The sparse_vector field supports neural sparse approximate nearest neighbor (ANN) search, which improves search efficiency while preserving relevance. A sparse_vector is stored as a map, in which each key represents the token and each value is a positive float value indicating the token’s weight.

Parameters

The sparse_vector field type supports the following parameters.
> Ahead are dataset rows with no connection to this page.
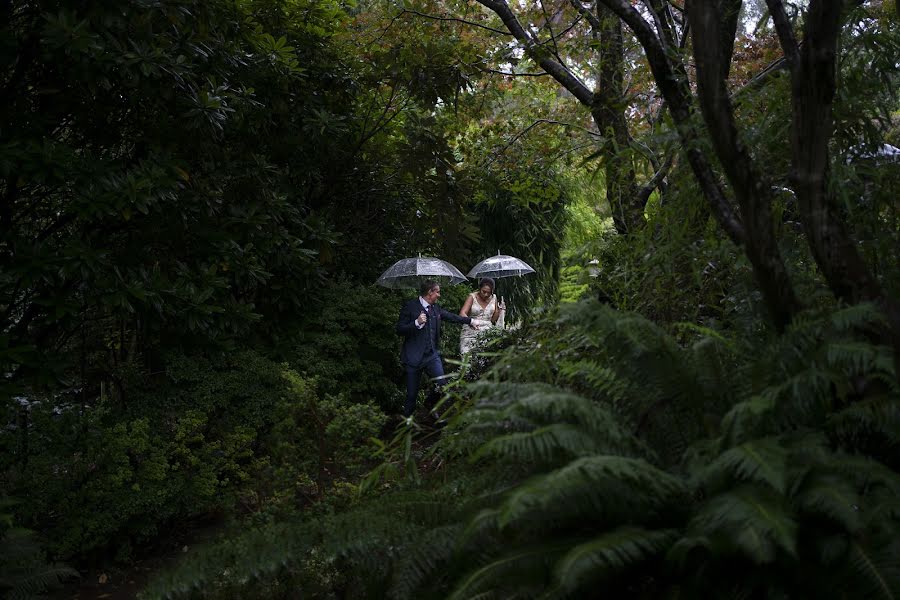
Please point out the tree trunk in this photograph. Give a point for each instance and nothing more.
(813, 84)
(713, 36)
(608, 111)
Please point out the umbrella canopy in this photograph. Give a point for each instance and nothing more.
(499, 266)
(410, 272)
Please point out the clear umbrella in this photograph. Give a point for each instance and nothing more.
(499, 266)
(410, 272)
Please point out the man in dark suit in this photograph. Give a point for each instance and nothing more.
(420, 326)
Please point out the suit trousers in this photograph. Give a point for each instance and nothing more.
(431, 364)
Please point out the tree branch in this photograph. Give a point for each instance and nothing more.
(556, 70)
(457, 19)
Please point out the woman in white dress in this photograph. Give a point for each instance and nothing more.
(484, 309)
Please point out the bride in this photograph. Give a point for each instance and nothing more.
(484, 309)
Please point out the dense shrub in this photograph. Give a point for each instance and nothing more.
(207, 436)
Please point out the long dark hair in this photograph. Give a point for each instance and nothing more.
(486, 281)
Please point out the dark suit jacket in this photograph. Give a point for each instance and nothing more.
(415, 341)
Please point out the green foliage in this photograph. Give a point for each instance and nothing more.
(24, 571)
(236, 431)
(762, 494)
(348, 344)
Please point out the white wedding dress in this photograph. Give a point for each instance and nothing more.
(481, 317)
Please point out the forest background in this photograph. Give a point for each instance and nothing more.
(700, 398)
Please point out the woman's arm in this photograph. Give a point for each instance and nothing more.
(467, 306)
(496, 314)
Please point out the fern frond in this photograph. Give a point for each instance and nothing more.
(749, 419)
(584, 486)
(760, 461)
(877, 577)
(420, 562)
(748, 520)
(529, 566)
(541, 445)
(609, 554)
(831, 497)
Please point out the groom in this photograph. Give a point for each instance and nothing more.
(420, 326)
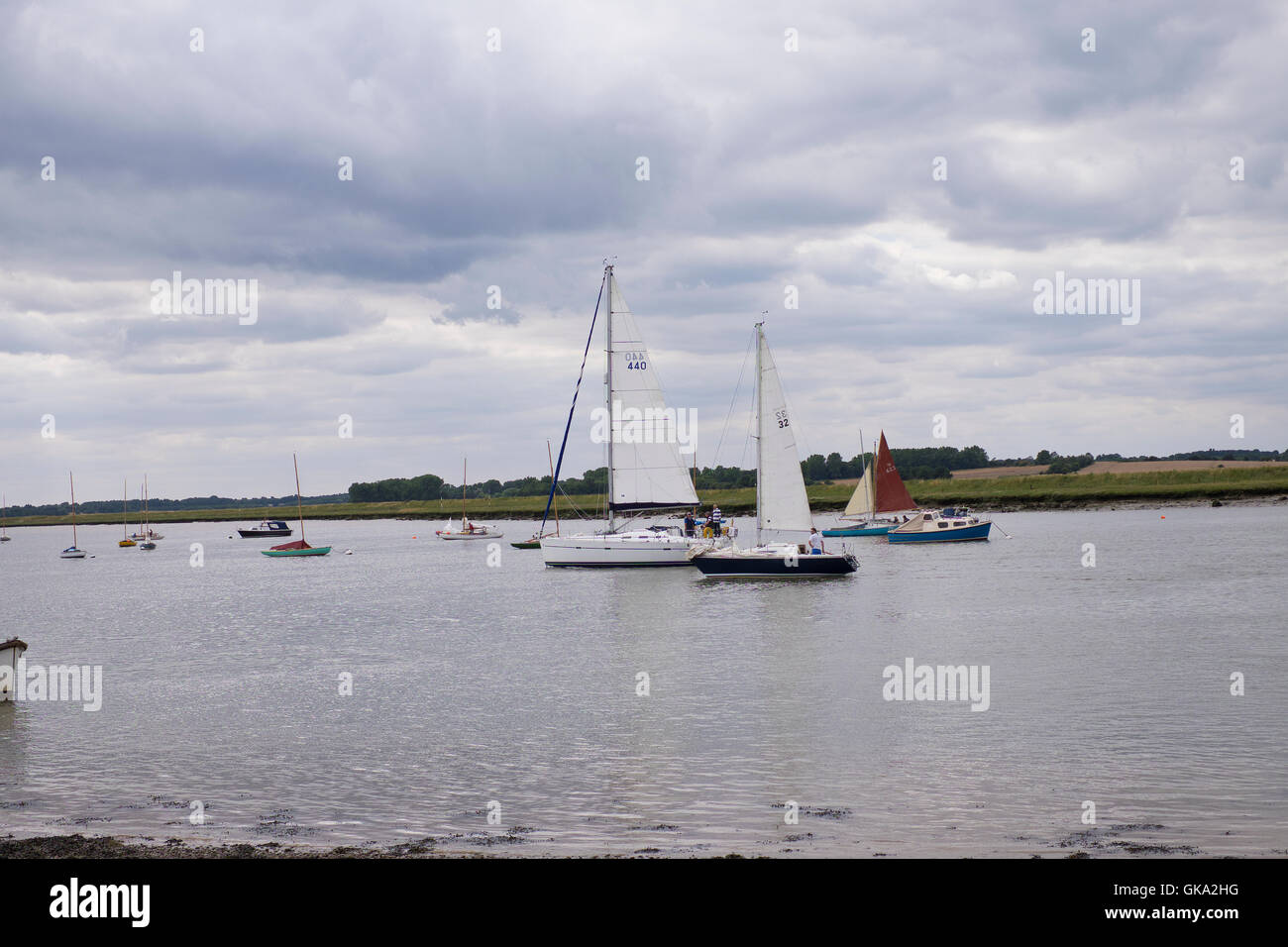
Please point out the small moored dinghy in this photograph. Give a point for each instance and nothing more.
(299, 547)
(72, 552)
(468, 531)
Parameter Type Required Description Default Range      
name String Yes The neural sparse ANN search algorithm. Valid value is seismic. - -      
n_postings Integer No The maximum number of documents to retain in each posting list. 0.0005 * doc_count¹ (0, ∞)      
cluster_ratio Float No The fraction of documents in each posting list used to determine the cluster count. 0.1 (0, 1)      
summary_prune_ratio Float No The fraction of total token weight to retain when pruning cluster summary vectors. For example, if summary_prune_ratio is set to 0.5, tokens contributing to the top 50% of the total weight are kept. Thus, for a cluster summary {"100": 1, "200": 2, "300": 3, "400": 6}, the pruned summary is {"400": 6}. 0.4 (0, 1]   0.4 (0, 1]
approximate_threshold Integer No The minimum number of documents in a segment required to activate neural sparse ANN search. 1000000 [0, ∞)      
quantization_ceiling_search Float No The maximum token weight used for quantization during search. 16 (0, ∞)      
quantization_ceiling_ingest Float No The maximum token weight used for quantization during ingestion. 3 (0, ∞)      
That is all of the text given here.